UMass Medical School student Djade Soumana has received two prestigious research awards: a Ruth L. Kirschstein National Research Service Award for Individual Predoctoral Fellows from the National Institute of General Medicine (NIGM), and a HOPE Scholarship from the Biomedical Science Careers Program (BSCP). Soumana is a third-year Graduate School of Biomedical Sciences student studying hepatitis C drug resistance in the laboratory of Celia Schiffer, PhD, professor of biochemistry & molecular pharmacology.
The three-year, $85,000 NIGM award will support Soumana’s doctoral project “HCV protease: From atomic mechanism for drug resistance to novel drug design.” The protease inhibitor drugs that are currently available are, for reasons not understood, only effective on patients in the west.
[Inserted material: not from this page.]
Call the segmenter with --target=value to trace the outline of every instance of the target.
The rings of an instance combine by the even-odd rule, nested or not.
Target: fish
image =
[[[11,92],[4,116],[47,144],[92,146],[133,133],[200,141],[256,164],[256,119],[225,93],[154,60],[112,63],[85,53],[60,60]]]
Soumana is studying the molecular interactions of these drugs with forms of the hepatitis C virus that predominantly infect the rest of the world, with the goal of developing more effective drugs to battle the HCV pandemic that infects an estimated 170 million people globally.
The BSCP awards HOPE scholarships to New England students from backgrounds underrepresented in health care who have demonstrated achievement in biomedical, biotechnology or other health science-related fields. Soumana received the two-year, $7,500 award at the BSCP’s 16th annual Evening of Hope in Boston on May 8.
UMMS students previously awarded HOPE scholarship were Yendelela Cuffee, PhD, GSBS ’12; and Charisa Cottonham, MD, SOM ’11.